Esa noche duermo con una sonrisa porque nada es más dulce que una venganza con aire tierno y modales afectuosos.
Pero la noche siguiente, cuando salgo del estudio a las once, encuentro mi camioneta con las llantas desinfladas, la pintura rayada, y una inscripción hecha con aerosol blanco sobre el vidrio delantero que dice: «Tienes un humor déspota. No me gusta tu zarcazmo. Vas a terminar en el hospital.»
Es muy caro salir a comer todos los días en algún lugar de la isla de Key Biscayne, donde inexplicablemente vivo. El problema es que no sé cocinar, ni siquiera un arroz con huevo frito, porque el arroz me sale mojado, y no tengo quien me cocine en casa, ni siquiera una buena mujer que me visite una vez por semana, porque cobran fortunas y creo que me van a robar algo o envenenarme siguiendo instrucciones de mi ex suegra.
Compro unas pechugas de pollo congeladas, veinte pechuguitas por cinco dólares, las meto en el horno, apiñadas en la bandeja, aprieto unos botones al azar y veo maravillado que el horno se enciende. Pienso: Desde hoy comeré en casa una pechuguita con plátano rebanado y mermelada de fresa.
Luego me voy al gimnasio, al banco, al correo, y me olvido de las pechugas en el horno.
Vuelvo a casa una hora después. Hay un camión de bomberos en la puerta. Suena una alarma aguda e intermitente. Un bombero con casco colorado, como los de las películas, me pregunta si es mi casa. Le digo que sí. Me dice que abra la puerta enseguida, que hay un incendio. Pienso: Que se queme todo, menos las fotos de mis hijas y mi pasaporte.
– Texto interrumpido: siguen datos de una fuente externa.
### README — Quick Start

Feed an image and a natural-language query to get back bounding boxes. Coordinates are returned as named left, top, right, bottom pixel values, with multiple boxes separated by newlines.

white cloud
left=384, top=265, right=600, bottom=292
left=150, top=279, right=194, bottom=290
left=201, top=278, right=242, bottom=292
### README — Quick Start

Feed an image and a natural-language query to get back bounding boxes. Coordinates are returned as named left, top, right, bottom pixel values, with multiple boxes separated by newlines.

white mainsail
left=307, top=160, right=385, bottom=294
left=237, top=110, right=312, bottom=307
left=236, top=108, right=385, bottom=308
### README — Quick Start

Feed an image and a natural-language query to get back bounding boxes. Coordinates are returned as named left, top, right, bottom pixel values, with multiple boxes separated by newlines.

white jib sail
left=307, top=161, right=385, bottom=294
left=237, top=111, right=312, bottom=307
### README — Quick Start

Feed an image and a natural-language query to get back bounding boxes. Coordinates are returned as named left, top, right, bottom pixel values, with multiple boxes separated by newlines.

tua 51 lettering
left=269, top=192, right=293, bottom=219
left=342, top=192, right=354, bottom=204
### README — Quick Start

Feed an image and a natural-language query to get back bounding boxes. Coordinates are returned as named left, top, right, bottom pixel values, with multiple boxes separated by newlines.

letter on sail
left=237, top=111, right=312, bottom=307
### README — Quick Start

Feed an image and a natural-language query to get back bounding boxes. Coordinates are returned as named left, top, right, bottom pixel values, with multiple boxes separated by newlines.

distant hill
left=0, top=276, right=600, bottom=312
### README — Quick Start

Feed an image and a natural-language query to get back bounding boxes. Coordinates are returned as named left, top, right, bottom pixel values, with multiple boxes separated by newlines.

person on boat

Abro la puerta torpemente, porque la llave siempre se atranca, y entro con los bomberos. La casa está llena de humo. Hay una pestilencia a carne quemada. La alarma no deja de sonar. Del techo caen inútiles ráfagas de agua. Por suerte no hay fuego, sólo una densa humareda.
—Es el pollo en el horno —le digo al bombero.
Abro el horno respirando a duras penas, saco la bandeja, me quemo la mano, doy un grito de dolor, las pechugas negras, carbonizadas, caen al piso, apago el horno, empiezo a toser y salgo corriendo al jardín porque allí adentro no se puede respirar.
Los bomberos verifican que nada se ha quemado, salvo las pechuguitas que ahora yacen en el suelo de la cocina como si hubiese practicado un oscuro ritual de santería, abren las ventanas y las puertas para que el humo se disipe, me amonestan cordialmente y se retiran a seguir vigilando la isla para que no arda entera por culpa de algún tonto como yo.
Dado que no puedo entrar en la casa, pues la humareda me lo impide, me quito la ropa y me meto en calzoncillos a la piscina y rescato a un sapito que estaba ahogándose y entonces me siento mejor. Curiosamente, no puedo ser compasivo con mis padres, pero sí con los sapos, arañas, escarabajos y lagartijas que caen en la piscina.
Como el humo se resiste a dejar la casa, tengo que entrar corriendo, subir a mi habitación, sacar mi ropa de televisión y salir corriendo al jardín para no morir asfixiado. Me pongo el traje azul, que apesta a humo o que apesta a secas porque tiene mil horas de televisión encima.